Tenemos aquí, en los dos breves ensayos que Esposito dedica a la idea de persona, reunidos en El dispositivo de la persona,
un ejemplo muy evidente de cómo se puede desarrollar el pensamiento de
Foucault sin necesidad de incurrir en burdo epigonismo. Esposito
aborda una categoría, la de “persona”, que se interpone entre la idea
de sujeto que está apenas esbozada y casi ausente en el pensamiento
antiguo y la característica “impersonalización” que es propia de nuestra
época, en la que la ideología ha dejado paso a la biología política o
biopolítica. Su estudio examina de forma particularmente
ilustrativa la constitución y uso de la categoría de persona por obra de
los pensadores cristianos a partir del estatuto de la persona en el
derecho romano y reconstruye con precisión el modo como el cristianismo
se valió de las ambigüedades jurídicas de la persona para poner la ley
del cuerpo bajo las condiciones del espíritu cristianizado. Muestra
cómo, en gran medida, los filósofos de la primera modernidad dieron
cabida a esta herencia cristiana en su idea del sujeto. Y recuerda que
una de las mayores contribuciones de Foucault fue haber anotado, en la
crítica de esa tradición moderna, que en el proceso de subjetivación
está implicado un programa histórico y social de sometimiento. Que la humanización conlleva impersonalización y denegación encubierta de lo que Nietzsche llamó “la gran razón del cuerpo”.

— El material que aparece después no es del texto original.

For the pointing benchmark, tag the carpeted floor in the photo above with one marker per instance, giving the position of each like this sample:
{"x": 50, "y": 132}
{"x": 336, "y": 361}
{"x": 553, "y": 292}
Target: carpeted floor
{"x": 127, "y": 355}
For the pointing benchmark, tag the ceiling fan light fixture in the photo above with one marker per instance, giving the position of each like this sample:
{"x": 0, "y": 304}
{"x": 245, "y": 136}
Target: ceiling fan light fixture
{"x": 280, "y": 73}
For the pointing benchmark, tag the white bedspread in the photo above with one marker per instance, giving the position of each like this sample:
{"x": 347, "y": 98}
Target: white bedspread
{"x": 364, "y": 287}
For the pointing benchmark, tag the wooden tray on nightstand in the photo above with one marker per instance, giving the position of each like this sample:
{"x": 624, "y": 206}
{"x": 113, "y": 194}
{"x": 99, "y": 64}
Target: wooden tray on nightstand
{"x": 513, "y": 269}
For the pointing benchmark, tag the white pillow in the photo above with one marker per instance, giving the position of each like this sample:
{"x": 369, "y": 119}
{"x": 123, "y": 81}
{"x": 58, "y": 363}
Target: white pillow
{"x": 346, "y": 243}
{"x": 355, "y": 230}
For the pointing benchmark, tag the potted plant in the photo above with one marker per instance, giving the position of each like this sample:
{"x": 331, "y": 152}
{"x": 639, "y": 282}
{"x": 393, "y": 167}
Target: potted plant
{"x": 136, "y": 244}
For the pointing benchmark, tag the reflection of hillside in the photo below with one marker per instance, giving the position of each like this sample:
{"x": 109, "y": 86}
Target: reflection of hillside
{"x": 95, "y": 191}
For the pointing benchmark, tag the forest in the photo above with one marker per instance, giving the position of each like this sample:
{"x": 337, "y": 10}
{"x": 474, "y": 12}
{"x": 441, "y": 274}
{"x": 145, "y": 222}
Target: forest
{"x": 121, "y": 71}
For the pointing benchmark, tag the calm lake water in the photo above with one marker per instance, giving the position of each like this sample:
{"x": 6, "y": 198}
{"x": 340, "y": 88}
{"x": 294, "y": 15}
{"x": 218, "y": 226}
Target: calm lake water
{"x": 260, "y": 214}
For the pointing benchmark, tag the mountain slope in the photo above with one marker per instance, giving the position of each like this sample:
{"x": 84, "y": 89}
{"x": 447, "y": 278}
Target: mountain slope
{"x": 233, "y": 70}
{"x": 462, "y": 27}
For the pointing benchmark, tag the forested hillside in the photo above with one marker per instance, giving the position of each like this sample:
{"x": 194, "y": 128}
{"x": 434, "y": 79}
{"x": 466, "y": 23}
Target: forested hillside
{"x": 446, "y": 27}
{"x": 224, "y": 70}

Esposito, haciendo gala de una erudición impecable, sugiere una crítica implícita del humanismo contemporáneo y de la doctrina de los llamados “derechos humanos”, toda vez que éste, como observó Simone Weil –a la que cita elogiosamente–, introduce inadvertidamente la enorme carga de dominación, sometimiento, apropiación y, en última instancia, violencia, de la que está investido el “dispositivo persona” en el derecho romano para concluir que “la sacralidad de la persona humana funciona dejando, o expulsando, fuera de sí aquello que en el hombre no se considera personal y, por ende, puede ser violado tranquilamente”. La persona, pues, acaba por oficiar como una máscara de deshumanización.
Por cierto, la edición de Amorrortu, como ya es habitual: impecable.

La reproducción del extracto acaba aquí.